Shard N: instruments T-Z (hash range 36000-40000)
Each shard holds ~10-20 GB, well within a single Redis node’s capacity (64 GB typical). Each shard has a replica for failover.
The Alert Matcher Workers are co-located with their Redis shard — Worker 1 reads ticks for instruments A-D and queries Shard 1. No cross-shard queries needed.
Cold Start / Redis Failure Recovery:
If a Redis shard goes down and the replica takes over with stale data:
- The replica becomes primary (automatic failover via Redis Sentinel)
- A background job immediately starts reconciling alerts from PostgreSQL:
SELECT alert_id, instrument_id, condition, threshold FROM alerts WHERE status = 'ACTIVE' AND instrument_id IN (instruments on this shard) - Rebuild the sorted sets from this query (~2M alerts × 1K inserts/ms = 2 seconds)
- During rebuild, ticks are buffered in Kafka (Kafka retention = 1 hour).
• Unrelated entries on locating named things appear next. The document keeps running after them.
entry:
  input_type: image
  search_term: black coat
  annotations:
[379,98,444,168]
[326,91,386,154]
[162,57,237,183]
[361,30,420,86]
After rebuild, replay buffered ticks.
Multi-Region:
- Market data feeds are region-specific (NSE feed in India, NYSE feed in US)
- Alert matching runs in the same region as the market data feed (minimize latency)
- Notification dispatch can be multi-region: push/SMS are routed to the provider closest to the user
- PostgreSQL uses streaming replication to a DR region (async, ~1s lag acceptable since it’s the notification path, not the matching path)
7. Extensions (2 min)
-
Complex alert conditions: Support AND/OR combinations of conditions (e.g., “alert me if RELIANCE > 2600 AND NIFTY > 22000”). Requires a small rule engine that tracks partial matches across instruments. Implementation: maintain a
pending_conditionsmap in Redis — when one leg triggers, check if all legs are satisfied. -
Volume-based alerts: “Alert me if RELIANCE trading volume exceeds 10M shares in 1 hour.” Requires maintaining rolling window counters (sliding window or tumbling window in a stream processor like Flink). Fundamentally different from price-threshold matching — needs a separate evaluation pipeline.
-
Alert templates and social sharing: Users can create and share alert configurations (“Nifty crash detector” = set of 5 alerts on index constituents). Templates stored as JSON blueprints, instantiated per user. Popular templates surface via a discovery feed.
-
Smart alerts with ML: Instead of static thresholds, use anomaly detection to alert on unusual price movements (e.g., “stock moved 3 standard deviations in 5 minutes”). Requires a feature store with rolling statistics (mean, stddev, VWAP) per instrument, updated in real-time.
-
Rate limiting and abuse prevention: Cap alerts per user (100 active alerts). Detect and block alert spam (user creating and deleting thousands of alerts to probe the system). Implement progressive delays for high-frequency alert modifications. Log all alert mutations for audit compliance.